The first installment came yesterday with the interview I did with civil rights legend Dave Dennis. (Apologies for the problem with the original link — it’s been replaced with the embedded full video.)
The Work in Progress posts are only for paid subscribers, but I wanted to share a clip of the interview with everyone.
This part came at the very end of our conversation, when Dave was discussing the voter registration drives in Mississippi. He then paused and told me a story about an elderly African American couple who came to Canton to get registered for the first time in their lives. (The audio is wonky are first, but steadies itself in ten seconds.)
Again, the full interview is up on yesterday’s post now, so paid subscribers can watch when they get a chance. I highly recommend it.

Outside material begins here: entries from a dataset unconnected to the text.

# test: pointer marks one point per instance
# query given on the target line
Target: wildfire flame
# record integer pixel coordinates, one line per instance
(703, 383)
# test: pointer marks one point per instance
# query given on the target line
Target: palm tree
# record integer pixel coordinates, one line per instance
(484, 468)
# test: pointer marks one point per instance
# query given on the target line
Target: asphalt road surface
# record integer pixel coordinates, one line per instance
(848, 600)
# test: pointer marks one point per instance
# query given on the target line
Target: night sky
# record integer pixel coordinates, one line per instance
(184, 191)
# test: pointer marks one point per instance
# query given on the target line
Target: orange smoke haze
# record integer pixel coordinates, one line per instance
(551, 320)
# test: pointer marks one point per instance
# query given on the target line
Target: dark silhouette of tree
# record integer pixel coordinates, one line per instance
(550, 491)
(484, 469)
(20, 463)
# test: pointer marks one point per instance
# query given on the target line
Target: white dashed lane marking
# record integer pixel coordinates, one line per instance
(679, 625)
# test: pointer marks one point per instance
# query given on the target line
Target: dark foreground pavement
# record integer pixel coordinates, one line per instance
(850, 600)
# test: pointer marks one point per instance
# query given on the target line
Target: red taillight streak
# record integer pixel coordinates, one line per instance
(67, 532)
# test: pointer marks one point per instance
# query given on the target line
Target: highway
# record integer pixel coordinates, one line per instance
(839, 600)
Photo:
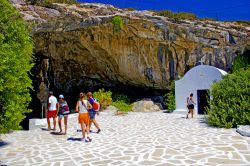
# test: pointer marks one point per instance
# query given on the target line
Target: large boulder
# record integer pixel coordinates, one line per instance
(145, 106)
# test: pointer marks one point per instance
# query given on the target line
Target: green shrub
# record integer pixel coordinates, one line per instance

And while I’m talking about Dave Dennis, let me recommend the PBS Freedom Summer documentary that’s going to be taken down from their site August 2nd. Watch it now if you haven’t. This clip of Dave giving the eulogy for Jim Chaney is gutting.
On a lighter side, the promised pupdate. Here’s Sarge snoozing with his paws on his nose.
As always, ask me anything in the comments!
Have you read Robert Mickey’s Paths out of Dixie? He’s a political scientist at Michigan, but recent Southern history is the book’s subject. It contends that Georgia, Mississippi and South Carolina were full-fledged “authoritarian enclaves” circa 1940 or so and surveys and compares the different ways in which each democratized from then through the 1970s. Its core argument is that each state’s experience was much more contingent on leaders’ choices and factional conflicts inside the ruling state Democratic parties than other often cited factors like economic development. For instance, he argued that the regular Mississippi Democratic Party’s complete estrangement from the national party until the mid-1970s delayed the Republican takeover of state politics, whereas the relatively early reconciliation between the South Carolina party and the national Democrats helped lead to a very different outcome for GOP fortunes there.
Anyway, it gave me a lot to think about, and I was curious about your reaction to it. Thanks, as always, for doing these!
Hi. Do you have any recommendations for reading materials on Citizen Committees? I read Go Set a Watchman with a book club and hadn't heard much about them before (HS in Florida).